We noted that the influencer space is currently messy, relying heavily on spreadsheets. However, AI presents a terrifying prospect: the potential for influencers to automate their work entirely by licensing their likeness and voice to brands for promotion. This shift means the brand is paying primarily for the audience, not the manual content creation.
This development is akin to a Black Mirror episode, raising concerns that if this happens at scale, culture could become controlled, turning everyone into a “mouthpiece for something else”. The current trend among YC companies is moving away from focusing on scaling email marketing to programmatically figuring out how to achieve video and social fame through AI tooling, signaling where the arbitrage has moved.
This pressure has led to two diverging marketing strategies:
1. AI Slop: Leaning into scaled AI usage (e.g., posting every day, mass emails), resulting in diminishing returns.
2. Hyper-Targeted ABM: Abandoning mass outbound strategies in favor of highly concentrated, multi-channel attacks on small, niche segments of users (Account-Based Marketing or ABM).
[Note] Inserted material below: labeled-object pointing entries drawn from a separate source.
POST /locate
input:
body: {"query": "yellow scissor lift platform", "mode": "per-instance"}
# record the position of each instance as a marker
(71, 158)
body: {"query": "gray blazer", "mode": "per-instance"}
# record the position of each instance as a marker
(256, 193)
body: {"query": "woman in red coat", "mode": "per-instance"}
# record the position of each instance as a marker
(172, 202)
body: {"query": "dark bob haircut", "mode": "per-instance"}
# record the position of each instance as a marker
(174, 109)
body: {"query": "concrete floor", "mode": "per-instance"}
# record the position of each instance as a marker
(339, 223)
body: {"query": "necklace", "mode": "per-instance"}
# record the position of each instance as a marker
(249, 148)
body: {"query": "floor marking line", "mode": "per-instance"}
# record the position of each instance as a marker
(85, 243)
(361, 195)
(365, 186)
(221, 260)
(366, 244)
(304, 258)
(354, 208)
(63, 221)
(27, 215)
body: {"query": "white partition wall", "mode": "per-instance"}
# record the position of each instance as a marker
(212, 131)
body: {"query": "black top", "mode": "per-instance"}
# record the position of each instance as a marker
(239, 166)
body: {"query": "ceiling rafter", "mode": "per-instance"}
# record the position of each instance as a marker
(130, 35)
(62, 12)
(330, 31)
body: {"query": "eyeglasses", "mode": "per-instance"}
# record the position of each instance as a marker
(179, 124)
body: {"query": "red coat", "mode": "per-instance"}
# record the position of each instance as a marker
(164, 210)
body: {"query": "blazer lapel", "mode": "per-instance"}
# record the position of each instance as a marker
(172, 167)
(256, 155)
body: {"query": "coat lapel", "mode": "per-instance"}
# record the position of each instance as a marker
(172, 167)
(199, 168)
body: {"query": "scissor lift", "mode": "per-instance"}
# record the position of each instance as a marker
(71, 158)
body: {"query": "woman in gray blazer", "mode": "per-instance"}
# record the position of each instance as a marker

“Abandon the mass outbound strategy Doesn’t mean you won’t use tools like Unify but actually focus on a really small subset of users”. — Austin
AI Transparency and New Ad Platform Bidding Strategies
TikTok is taking the lead on AI transparency. They launched a blog post announcing new ways to spot, shape, and understand AI-generated content. TikTok is building transparency tools to automatically detect AI content, giving users the ability to tag content as AI or real, and giving creators the ability to claim original content. Furthermore, TikTok launched a $2 million educational fund for experts to create content about responsible AI. This contrasts with the strategy of Sora (which consciously made the decision to have all videos be AI-generated to maintain a completely virtual experience).
We discussed new ad platform features:
1. Google’s Journey Aware Bidding: Google launched an advanced bidding strategy that uses all conversion actions (e.g., lead, MQL, SQL, purchase, repeat purchase) to optimize bidding choices along the customer journey, similar to Meta’s “GEM” concept. A major challenge is the quality and formatting of CRM data required for this feature to work effectively.
2. Self-Serve Incrementality Testing: Google launched a feature making its native incrementality testing (similar to Meta’s Conversion Lift) self-serve. Previously requiring a dedicated Google Ads representative and high spend, tests can now be set up for as little as $5,000.
An incrementality test works by splitting a possible audience in half (test and control). The test group sees the new campaign (e.g., Journey Aware Bidding ads), while the control group does not. The difference in conversion rates between the two groups provides the measurable “lift”.
The value of testing was emphasized, especially against deterministic modeling. The conclusion was that probabilistic modeling is often more effective, and experimentation must be continuous and reproducible.
“If a test is successful is usually pretty obvious”. — Pranav
We concluded by noting the importance of basic measurement tools like the HDYHAU (a simple question asking users where they found the product or “how did you hear about us”) for early-stage companies to validate assumptions quickly, overriding concerns about pipeline slowdown.